Screaming frog runs out of memory: will this affect crawling and ranking?

Question

My team and I are working on a new e-commerce (Magento 2) that will be launched in a few months. I'm in charge of the SEO part and I'm using Screaming Frog -crawling the subdomain test (test.example.com)- to check technical elements such as broken internal links, alt tags, meta tags, etc. so everything will be OK when we go live.

The problem is that Screaming Frog runs out of memory when it's around 9-15% of the crawling. This eCommerce site has around 300 products, so it's not super large. I'm pretty sure this memory issue comes from the several product filters. I've asked developers to use no-follow tags for internal links coming from filters so crawlers don't waste time crawling and indexing these thousands of URLs with parameters.

While I do know that there's an option in Screaming Frog to increase the memory, my concern is that once the website is live, Google will also require too much crawl budget and this causes indexing problems.

Mike Ciffone · Answer 1 · 2021-11-10T19:44:38.167

Screaming Frog uses your computer's memory, so lowering the amount of URLs crawled per second will likely help you. Will that get you through the whole site? I don't know. Perhaps just run it off a computer with beefier RAM.

However, the reason you're running into this in the first place, as you posited in your question is because of your product filters. Faceted navigation is basically a necessity for users (especially on massive sites like Amazon or Ebay). However, it comes with inherent SEO problems that all e-commerce sites have to deal with.

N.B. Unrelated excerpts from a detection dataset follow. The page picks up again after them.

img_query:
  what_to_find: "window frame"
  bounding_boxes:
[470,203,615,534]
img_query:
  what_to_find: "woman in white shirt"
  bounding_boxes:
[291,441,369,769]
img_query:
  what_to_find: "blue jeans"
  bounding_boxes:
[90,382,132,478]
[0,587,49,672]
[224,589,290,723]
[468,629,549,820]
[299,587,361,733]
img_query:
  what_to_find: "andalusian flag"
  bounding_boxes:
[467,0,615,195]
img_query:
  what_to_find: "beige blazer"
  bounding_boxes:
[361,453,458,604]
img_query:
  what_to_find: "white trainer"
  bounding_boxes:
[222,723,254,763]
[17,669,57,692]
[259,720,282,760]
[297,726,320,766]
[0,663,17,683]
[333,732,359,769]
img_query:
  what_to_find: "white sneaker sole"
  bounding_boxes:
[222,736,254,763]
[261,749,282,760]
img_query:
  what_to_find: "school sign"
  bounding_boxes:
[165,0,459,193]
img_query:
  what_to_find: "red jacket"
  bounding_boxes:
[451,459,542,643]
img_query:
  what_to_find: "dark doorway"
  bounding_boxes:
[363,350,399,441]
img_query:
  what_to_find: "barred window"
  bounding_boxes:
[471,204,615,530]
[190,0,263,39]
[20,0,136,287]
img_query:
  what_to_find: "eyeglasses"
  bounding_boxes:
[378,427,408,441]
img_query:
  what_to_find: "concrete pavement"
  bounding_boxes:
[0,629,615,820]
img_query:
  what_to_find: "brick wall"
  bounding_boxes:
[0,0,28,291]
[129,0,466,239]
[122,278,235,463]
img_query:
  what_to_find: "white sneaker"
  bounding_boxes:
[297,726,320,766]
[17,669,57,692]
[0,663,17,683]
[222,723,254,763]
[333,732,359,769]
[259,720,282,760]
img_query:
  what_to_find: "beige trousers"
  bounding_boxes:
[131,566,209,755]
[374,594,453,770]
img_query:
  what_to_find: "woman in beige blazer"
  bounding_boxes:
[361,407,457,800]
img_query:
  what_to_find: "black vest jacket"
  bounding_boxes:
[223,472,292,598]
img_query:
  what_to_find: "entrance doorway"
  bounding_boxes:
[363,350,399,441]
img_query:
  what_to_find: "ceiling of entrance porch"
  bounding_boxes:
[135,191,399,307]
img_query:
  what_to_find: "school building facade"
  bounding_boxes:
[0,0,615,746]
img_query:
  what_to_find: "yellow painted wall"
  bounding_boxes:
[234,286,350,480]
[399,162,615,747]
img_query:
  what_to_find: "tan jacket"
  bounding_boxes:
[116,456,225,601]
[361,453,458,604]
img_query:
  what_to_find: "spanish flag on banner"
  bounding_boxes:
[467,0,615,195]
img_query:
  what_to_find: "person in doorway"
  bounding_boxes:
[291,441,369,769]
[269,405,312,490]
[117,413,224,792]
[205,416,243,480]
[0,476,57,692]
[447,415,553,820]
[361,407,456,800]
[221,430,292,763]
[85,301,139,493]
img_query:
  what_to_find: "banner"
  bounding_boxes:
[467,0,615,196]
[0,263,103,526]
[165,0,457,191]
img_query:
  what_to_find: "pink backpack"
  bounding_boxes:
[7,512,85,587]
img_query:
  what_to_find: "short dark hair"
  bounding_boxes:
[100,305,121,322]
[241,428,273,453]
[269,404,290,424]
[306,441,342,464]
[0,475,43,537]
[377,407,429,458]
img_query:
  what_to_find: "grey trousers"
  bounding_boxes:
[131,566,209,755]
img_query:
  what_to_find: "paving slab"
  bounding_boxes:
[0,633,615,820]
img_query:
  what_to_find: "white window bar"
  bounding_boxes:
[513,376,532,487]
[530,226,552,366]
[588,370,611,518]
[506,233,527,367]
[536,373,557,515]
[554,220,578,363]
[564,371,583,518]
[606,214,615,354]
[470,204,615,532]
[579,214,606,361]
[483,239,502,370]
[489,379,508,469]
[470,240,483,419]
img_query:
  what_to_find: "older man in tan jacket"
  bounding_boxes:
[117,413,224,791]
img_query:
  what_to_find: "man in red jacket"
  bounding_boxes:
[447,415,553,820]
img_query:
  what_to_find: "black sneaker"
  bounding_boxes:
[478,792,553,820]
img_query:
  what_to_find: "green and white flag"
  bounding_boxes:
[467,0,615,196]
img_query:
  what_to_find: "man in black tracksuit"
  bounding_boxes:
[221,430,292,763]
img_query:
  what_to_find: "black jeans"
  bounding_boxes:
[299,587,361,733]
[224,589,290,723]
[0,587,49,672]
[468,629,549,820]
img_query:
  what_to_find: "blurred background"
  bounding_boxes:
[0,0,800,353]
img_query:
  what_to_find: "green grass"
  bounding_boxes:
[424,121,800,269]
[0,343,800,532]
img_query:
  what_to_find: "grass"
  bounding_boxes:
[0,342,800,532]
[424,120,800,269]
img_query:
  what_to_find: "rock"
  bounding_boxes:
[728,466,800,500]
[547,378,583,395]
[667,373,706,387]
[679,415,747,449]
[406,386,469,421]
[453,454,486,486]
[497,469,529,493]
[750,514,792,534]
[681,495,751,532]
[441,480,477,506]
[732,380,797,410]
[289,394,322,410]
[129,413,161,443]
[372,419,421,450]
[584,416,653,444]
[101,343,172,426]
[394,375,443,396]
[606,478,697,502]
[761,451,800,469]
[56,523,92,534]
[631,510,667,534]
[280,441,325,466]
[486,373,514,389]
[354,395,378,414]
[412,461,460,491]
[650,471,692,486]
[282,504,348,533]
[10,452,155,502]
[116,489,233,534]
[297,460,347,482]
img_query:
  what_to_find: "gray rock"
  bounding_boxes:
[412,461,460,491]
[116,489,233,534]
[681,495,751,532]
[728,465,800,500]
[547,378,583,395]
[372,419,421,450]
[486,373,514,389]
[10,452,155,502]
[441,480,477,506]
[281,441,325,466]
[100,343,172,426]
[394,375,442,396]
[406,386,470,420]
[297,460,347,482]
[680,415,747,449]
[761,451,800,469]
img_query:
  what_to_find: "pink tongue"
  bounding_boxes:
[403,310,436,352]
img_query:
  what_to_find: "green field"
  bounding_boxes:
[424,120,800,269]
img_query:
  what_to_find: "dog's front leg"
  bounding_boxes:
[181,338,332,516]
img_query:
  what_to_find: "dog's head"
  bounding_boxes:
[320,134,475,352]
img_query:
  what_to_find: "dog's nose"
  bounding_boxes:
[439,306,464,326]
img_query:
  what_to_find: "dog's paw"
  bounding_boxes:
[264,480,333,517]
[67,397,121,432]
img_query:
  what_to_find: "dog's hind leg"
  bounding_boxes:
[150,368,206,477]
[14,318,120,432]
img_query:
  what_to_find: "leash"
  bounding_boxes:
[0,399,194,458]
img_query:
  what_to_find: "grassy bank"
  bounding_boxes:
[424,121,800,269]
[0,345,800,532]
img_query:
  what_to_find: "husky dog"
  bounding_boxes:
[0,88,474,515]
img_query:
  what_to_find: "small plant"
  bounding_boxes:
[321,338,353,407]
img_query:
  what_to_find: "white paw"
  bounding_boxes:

Solutions to Faceted Navigation SEO Problems

"Noindex, follow" - reduces duplicate content, but wastes both crawl budget and link equity.
Canonicalization - Consolidates link equity, wastes crawl budget.
Disallow via robots.txt - Easy to implement, works well, but traps link equity. Not always a sure fire method to keep pages from being indexed. From Google:

A page that's disallowed in robots.txt can still be indexed if linked to from other sites. While Google won't crawl or index the content blocked by a robots.txt file, we might still find and index a disallowed URL if it is linked from other places on the web.

"Nofollow" internal links - Good for unwanted facets, but duplicate content can be indexed and you still trap link equity.
JavaScript - Ideally the perfect solution, but not always reliable since Google can execute it. The idea is to build your faceted navigation with AJAX so that the page doesn't reload. If there's nothing to crawl, Google can't index it, and your link equity won't get diluted.

Most SEOs that specialize in e-commerce will tell you that it takes a lot of trial and error experience to be able to understand the right mix for a given site. All sites are different.

Which Option is Best for You?

It really comes down to this question: Do you care more about crawl budget, or link equity? For a new site, especially one relatively small, I think the clear answer is link equity.

"T-Shirt size" your faceted URLs by importance/usefulness. Pay attention to your traffic analytics to determine common filters your customers enjoy.

If I was you I'd set noindex, follow on relevant/good/beneficial facets (you will want some crawled, just not indexed), and then either nofollow or disallow via robots.txt the ones that are clearly redundant/duplicative. After this I'd set "top level" product pages as canonicals. For example if we have: /black-jackets?under-200/ I'd set /black-jackets/ as canonical URL so it gets the authority/link equity. And since someone will probably ask - no, Google wouldn't see the “under $200” page as a duplicate.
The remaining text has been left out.